Israel Electric Corp.’s Hadera power station.Credit: Tal Cohen
Avi Bar-Eli
Avi Bar-Eli

Israel Electric Corporation, the government company that has a near-monopoly on electric power, faces a huge penalty for providing inferior service to large business customers that switched to private power companies.

The Antitrust Authority said on Tuesday that IEC could be liable for a fine of 13 million shekels ($3.3 million), unless it can convince officials otherwise at a hearing, for abusing its monopoly power over a two-year period starting in the middle of 2013.

In addition, three former and current executives at the utility face personal fines: Yakov Hain, a former vice president for customer relations, faces a 165,000-shekel penalty; Yitzhak Belmas, who now holds the job, faces a 110,000-shekel charge; and CEO Ofer Bloch a fine of 65,000 shekels, even though he joined the company relatively recently.

Although the accusations against IEC refer mainly to two years ago and they received warnings of possible violations at the time, neither then-CEO Eli Glickman nor Director Yiftah Ron-Tal were included in the charges.

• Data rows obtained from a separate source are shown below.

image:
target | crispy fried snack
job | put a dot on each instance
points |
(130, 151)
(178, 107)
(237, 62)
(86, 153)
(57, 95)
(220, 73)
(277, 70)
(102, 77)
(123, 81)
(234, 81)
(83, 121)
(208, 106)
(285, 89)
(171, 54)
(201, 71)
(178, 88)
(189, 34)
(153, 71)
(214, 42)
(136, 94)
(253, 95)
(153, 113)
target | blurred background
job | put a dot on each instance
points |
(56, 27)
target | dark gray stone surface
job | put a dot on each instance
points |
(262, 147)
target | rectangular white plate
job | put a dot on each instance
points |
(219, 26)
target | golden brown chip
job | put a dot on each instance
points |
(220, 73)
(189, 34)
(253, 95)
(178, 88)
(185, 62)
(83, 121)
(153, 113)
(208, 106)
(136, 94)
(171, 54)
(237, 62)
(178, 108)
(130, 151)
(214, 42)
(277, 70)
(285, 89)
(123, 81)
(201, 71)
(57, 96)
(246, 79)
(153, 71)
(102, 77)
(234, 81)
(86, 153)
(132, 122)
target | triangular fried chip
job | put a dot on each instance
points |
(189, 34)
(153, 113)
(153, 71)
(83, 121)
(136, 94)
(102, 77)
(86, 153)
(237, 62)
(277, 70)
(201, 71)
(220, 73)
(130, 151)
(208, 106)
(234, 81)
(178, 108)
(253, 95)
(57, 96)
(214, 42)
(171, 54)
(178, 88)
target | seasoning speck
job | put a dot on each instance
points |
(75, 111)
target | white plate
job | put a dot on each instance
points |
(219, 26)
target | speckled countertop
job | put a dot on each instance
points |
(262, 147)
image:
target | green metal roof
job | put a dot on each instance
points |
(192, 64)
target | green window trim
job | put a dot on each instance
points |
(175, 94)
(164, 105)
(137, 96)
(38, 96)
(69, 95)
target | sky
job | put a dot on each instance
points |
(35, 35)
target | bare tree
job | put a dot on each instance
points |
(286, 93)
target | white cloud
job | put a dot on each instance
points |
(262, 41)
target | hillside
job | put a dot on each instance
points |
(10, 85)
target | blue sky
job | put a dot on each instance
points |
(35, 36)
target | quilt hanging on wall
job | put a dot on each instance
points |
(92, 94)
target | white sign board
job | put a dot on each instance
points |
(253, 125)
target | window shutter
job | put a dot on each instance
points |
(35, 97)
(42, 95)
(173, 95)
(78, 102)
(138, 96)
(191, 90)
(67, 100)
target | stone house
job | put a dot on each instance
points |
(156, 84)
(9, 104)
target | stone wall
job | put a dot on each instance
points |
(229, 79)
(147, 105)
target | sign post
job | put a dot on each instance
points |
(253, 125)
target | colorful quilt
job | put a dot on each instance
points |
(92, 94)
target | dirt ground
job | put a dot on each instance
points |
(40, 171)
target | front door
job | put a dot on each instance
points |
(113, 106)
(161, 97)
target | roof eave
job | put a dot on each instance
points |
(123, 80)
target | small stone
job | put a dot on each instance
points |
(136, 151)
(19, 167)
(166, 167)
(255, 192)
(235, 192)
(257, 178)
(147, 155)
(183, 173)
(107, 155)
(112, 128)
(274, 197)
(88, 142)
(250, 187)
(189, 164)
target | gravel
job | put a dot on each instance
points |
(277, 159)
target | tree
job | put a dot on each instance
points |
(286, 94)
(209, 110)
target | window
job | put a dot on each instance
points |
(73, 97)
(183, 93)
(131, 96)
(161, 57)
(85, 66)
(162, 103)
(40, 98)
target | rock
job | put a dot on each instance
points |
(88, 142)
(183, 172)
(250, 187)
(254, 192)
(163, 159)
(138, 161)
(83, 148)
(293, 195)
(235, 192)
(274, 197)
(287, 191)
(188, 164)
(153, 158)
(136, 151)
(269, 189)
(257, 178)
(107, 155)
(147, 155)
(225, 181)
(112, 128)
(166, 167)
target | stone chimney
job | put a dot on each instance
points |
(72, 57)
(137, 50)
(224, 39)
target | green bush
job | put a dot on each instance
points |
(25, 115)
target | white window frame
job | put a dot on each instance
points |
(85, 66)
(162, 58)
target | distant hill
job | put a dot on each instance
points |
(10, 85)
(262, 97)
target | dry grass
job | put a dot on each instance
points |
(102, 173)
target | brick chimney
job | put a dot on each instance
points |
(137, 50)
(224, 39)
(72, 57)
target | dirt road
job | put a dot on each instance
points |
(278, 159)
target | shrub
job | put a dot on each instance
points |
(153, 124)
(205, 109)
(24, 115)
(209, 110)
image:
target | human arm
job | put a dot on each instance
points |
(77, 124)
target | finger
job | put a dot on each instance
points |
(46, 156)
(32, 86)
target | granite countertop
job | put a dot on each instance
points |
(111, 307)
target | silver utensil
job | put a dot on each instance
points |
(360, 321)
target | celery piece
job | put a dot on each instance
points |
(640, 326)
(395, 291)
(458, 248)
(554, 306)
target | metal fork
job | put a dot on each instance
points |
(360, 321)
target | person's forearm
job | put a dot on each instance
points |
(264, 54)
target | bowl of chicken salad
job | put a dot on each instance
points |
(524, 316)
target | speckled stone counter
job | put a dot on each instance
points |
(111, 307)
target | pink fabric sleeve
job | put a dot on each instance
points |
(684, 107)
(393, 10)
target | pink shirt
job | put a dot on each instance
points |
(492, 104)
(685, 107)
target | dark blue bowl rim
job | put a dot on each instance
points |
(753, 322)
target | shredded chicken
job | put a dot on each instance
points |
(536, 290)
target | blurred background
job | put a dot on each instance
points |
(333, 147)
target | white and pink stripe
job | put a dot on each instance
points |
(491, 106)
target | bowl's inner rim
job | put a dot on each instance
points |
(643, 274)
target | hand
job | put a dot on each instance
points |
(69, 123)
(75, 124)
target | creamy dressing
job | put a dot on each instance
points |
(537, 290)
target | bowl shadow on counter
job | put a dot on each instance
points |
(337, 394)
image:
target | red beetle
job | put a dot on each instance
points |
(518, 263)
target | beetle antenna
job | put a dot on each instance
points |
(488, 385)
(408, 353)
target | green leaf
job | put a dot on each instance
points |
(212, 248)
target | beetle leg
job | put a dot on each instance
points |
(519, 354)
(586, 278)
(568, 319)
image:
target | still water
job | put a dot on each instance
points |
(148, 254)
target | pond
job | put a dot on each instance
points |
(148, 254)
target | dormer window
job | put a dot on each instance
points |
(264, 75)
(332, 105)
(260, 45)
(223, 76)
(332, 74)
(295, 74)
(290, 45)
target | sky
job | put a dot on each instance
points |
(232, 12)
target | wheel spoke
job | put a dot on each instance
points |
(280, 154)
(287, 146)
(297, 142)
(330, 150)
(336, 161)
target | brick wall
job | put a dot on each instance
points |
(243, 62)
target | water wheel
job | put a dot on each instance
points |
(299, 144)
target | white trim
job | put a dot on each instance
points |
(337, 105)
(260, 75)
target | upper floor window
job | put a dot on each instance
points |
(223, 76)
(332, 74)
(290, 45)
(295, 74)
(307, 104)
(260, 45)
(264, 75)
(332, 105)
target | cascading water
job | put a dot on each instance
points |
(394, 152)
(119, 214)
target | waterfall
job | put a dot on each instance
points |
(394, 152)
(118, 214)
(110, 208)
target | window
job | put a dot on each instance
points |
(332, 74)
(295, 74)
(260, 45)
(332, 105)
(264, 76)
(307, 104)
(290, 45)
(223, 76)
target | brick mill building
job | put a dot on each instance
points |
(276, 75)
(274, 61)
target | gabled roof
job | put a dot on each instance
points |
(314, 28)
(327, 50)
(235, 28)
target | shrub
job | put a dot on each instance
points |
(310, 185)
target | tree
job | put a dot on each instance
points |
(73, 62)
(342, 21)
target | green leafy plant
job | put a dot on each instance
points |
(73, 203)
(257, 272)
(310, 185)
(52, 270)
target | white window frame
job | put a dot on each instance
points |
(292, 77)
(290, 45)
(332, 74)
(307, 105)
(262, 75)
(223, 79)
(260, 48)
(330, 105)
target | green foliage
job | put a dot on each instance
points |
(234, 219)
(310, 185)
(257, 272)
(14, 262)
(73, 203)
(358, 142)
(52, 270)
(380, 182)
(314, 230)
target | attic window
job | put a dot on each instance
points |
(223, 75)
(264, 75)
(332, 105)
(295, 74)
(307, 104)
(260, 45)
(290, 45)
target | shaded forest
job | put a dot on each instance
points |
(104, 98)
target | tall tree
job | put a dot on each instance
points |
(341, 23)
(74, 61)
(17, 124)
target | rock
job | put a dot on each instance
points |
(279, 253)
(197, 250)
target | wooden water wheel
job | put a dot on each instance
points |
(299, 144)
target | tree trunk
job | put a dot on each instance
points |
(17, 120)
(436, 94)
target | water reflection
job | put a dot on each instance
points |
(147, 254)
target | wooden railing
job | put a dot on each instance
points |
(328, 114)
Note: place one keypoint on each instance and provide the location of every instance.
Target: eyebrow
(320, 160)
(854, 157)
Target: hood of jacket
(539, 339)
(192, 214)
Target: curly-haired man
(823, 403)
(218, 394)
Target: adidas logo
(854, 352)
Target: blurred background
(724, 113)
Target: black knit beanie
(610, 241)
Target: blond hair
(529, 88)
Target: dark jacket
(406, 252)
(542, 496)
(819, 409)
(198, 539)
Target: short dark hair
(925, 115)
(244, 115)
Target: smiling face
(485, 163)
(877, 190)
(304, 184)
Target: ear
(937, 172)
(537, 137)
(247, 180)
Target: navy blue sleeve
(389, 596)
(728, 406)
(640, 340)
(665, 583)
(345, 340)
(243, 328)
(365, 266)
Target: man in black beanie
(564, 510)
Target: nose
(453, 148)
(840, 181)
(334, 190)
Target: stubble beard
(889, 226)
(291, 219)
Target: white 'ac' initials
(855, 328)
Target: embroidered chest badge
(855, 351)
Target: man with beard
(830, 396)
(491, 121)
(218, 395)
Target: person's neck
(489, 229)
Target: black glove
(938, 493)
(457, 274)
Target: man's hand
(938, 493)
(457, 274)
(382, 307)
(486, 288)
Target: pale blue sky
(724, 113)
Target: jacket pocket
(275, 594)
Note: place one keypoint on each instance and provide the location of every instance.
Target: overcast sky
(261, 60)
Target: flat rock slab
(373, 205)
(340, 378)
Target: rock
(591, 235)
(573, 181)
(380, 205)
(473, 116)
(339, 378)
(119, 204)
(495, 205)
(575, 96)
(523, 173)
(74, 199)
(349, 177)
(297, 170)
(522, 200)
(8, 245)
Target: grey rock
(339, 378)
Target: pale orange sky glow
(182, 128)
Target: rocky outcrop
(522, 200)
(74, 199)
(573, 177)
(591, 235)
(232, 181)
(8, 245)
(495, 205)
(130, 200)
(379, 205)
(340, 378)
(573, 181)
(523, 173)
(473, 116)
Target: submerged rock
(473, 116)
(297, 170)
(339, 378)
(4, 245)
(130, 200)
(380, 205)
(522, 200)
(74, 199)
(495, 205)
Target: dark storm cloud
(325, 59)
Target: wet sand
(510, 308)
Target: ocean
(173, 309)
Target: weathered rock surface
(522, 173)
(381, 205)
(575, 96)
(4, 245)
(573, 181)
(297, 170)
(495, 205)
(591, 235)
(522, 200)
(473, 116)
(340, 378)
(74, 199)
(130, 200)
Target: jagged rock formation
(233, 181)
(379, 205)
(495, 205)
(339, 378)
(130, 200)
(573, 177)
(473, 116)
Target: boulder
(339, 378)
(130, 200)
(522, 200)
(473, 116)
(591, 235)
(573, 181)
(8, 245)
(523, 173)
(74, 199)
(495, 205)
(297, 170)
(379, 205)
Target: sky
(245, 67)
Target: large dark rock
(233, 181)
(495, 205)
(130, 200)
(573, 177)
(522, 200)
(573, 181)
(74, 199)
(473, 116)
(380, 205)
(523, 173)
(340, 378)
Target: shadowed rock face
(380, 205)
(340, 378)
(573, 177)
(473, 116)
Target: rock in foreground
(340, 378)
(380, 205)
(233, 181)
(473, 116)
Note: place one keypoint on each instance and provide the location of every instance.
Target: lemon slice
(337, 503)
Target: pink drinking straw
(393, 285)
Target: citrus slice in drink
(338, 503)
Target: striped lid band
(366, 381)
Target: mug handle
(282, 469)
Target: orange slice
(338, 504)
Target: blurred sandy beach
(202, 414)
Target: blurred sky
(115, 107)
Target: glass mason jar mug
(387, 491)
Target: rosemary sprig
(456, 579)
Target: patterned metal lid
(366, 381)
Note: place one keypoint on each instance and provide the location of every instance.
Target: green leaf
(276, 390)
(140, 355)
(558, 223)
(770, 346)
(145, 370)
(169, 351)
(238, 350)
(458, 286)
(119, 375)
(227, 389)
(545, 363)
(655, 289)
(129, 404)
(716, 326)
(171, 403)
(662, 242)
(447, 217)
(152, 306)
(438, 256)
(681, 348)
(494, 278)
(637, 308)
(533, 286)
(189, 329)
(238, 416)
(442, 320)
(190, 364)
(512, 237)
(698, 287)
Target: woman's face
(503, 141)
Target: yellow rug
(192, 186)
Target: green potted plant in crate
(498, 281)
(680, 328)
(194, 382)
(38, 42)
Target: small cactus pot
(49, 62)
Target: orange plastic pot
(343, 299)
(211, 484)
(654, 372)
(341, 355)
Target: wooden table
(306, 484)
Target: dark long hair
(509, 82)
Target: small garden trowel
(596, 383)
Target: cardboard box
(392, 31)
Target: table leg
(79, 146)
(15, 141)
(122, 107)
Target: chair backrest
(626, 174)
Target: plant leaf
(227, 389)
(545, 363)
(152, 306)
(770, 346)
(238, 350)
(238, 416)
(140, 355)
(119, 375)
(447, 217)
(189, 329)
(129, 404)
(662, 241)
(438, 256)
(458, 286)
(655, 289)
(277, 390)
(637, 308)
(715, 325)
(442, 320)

IEC denied the charges. The utility “provides excellent service, without discrimination and in accordance with all laws, to all customers, including those who have moved to buy power from private providers,” it said, saying the accusations were baseless and were made by “interest groups.”

IEC once had a complete lock hold on power generation in Israel, but over the past decade a handful of private power companies have emerged to compete with it and now provide about a tenth of the country’s electricity to big institutional users like factories and shopping centers.

IEC, which still has a monopoly on the power grid, has fought hand-in-hand with its unions to deter competition.

At issue is whether IEC stopped providing assistance to big users whose power was interrupted, either by accident or due to phased brownouts at a times of surging demand. While households can call the utility’s 103 help line, big users coordinate with IEC account managers about coping with power cuts and assessing damage.

The Antitrust Authority alleges that starting in mid-2013, IEC ceased offering the services of customer account managers to users who had gone over to one of the private power companies, apparently Dorad. The customers affected included some of Israel’s biggest companies, like food makers Tnuva Osem and Strauss Group, as well as the Africa Israel group and the Fattal and Isrotel hotel chains.

IEC restored the service at the start of last year, but only partially and temporarily, the authority alleges. Last June it finally set up a help line for big business users, but it only offered partial service. Only at the end of last year, after the authority warned the utility that it may be abusing its monopoly status, did IEC begin providing full service.